“I’m eating you anyway”
I’ve hit rock bottom. How do I know? I just ate chicken tender off of my dirty, dirty kitchen floor. That little fucker piece of chicken jumped right out of my hand as I was closing the fridge. I scooped him up as quickly as I could, said out loud to no one, “I’m eating you anyway” and proceeded to rip it apart like an animal in the wild.
On a normal day, say when I don’t feel completely hopeless, I would NEVER eat that thing. MAYBE, if I had JUST and I mean as in within the last 4 hours, cleaned the floors I would consider it, but then get a hold of myself and throw it in the trash.
My kitchen floors have not been touched in over 2 weeks! Plus bonus, I dropped it RIGHT in front of the trashcan, which is where lots of other disgusting items have already fallen and deposited their germs, bacteria, funguses, venereal diseases, probably rabis, whooping cough, tetanus and 6000 other ailments that are all cohabiting on my tile floors right where I dropped my chicken. Now, they took the chicken tender bus straight to my insides and I am certain they are setting up new illness born colonies everywhere. My gut, my butt, even my eyeballs already feel funny.

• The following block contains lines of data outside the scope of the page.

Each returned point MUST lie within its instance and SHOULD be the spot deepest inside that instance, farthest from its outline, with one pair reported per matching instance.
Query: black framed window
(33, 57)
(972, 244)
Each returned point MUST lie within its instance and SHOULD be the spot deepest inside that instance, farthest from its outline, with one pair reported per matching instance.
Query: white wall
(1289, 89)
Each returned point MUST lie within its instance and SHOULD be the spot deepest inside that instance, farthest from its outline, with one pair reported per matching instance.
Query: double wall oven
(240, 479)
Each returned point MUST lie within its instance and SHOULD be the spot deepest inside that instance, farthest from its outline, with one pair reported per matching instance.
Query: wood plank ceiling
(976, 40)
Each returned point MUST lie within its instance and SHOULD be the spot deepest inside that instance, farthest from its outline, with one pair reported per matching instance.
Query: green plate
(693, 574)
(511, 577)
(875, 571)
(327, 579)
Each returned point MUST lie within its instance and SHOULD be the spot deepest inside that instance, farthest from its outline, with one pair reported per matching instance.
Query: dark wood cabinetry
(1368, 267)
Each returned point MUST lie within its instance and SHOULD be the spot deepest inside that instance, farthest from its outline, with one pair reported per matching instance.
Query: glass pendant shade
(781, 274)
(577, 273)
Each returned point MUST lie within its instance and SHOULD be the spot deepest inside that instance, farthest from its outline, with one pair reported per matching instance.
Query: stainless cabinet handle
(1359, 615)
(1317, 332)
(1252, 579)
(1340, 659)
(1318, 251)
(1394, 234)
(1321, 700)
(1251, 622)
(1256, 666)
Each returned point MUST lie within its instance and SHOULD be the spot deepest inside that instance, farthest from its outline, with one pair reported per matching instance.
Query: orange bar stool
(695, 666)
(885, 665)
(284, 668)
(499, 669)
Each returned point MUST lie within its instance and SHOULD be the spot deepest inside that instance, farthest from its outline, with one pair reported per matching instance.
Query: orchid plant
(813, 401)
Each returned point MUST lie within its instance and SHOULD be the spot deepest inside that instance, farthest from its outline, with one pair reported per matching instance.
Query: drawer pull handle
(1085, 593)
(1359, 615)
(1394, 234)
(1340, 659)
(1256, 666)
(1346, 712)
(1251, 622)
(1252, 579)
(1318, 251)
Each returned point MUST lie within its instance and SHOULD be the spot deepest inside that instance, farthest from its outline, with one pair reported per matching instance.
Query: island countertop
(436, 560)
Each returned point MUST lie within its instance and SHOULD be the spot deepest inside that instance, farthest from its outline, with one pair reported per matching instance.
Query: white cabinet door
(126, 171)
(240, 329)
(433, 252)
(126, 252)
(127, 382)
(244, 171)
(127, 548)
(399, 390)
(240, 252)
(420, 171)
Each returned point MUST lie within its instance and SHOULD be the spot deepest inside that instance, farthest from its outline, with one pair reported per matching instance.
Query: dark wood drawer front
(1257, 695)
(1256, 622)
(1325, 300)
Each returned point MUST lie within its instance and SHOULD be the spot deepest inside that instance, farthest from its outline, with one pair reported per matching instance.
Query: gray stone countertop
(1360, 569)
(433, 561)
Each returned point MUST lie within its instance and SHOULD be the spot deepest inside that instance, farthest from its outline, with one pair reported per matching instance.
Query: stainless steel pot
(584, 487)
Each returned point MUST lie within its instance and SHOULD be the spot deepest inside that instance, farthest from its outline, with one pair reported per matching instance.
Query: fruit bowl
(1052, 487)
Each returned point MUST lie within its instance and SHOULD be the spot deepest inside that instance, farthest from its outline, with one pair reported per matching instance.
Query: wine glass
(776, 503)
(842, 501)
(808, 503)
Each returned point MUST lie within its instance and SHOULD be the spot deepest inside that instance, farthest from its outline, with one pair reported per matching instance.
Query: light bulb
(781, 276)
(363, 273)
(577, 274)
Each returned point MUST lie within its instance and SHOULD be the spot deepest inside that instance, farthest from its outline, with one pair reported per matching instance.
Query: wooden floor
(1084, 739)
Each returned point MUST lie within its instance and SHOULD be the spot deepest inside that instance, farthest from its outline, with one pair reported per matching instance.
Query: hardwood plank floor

The worst part? I have a whole other delicious, non-toxic tender sitting in the fridge! That’s right, I ate the other fucker off the floor not out of desperation, but out of depression. Like I said, rock bottom. Does it get worse than setting yourself up to be crapping your pants later at your son’s orthodontic appointment? No, I don’t think it does.
Also, I’ve neglected to mention that the time of this chicken tender consumption was 10:06 AM. Yes I am eating cold chicken at 10AM. Yes, I feel shame that my breakfast was 2 black coffees and a hard boiled egg with a chicken tender chaser. Yes, I feel shame that my floors have not been cleaned in weeks. Yes, I feel shame that I did not get the promotion at work yesterday. And there it is. All of the silliness, all the jokes boil down to being truly sad.
If you are sad and you eat food off of your dirty floors, you are not alone. Give yourself some grace, remember that the two second rule is science and maybe, just maybe consider wearing an adult diaper to the orthodontist’s office later today. God speed.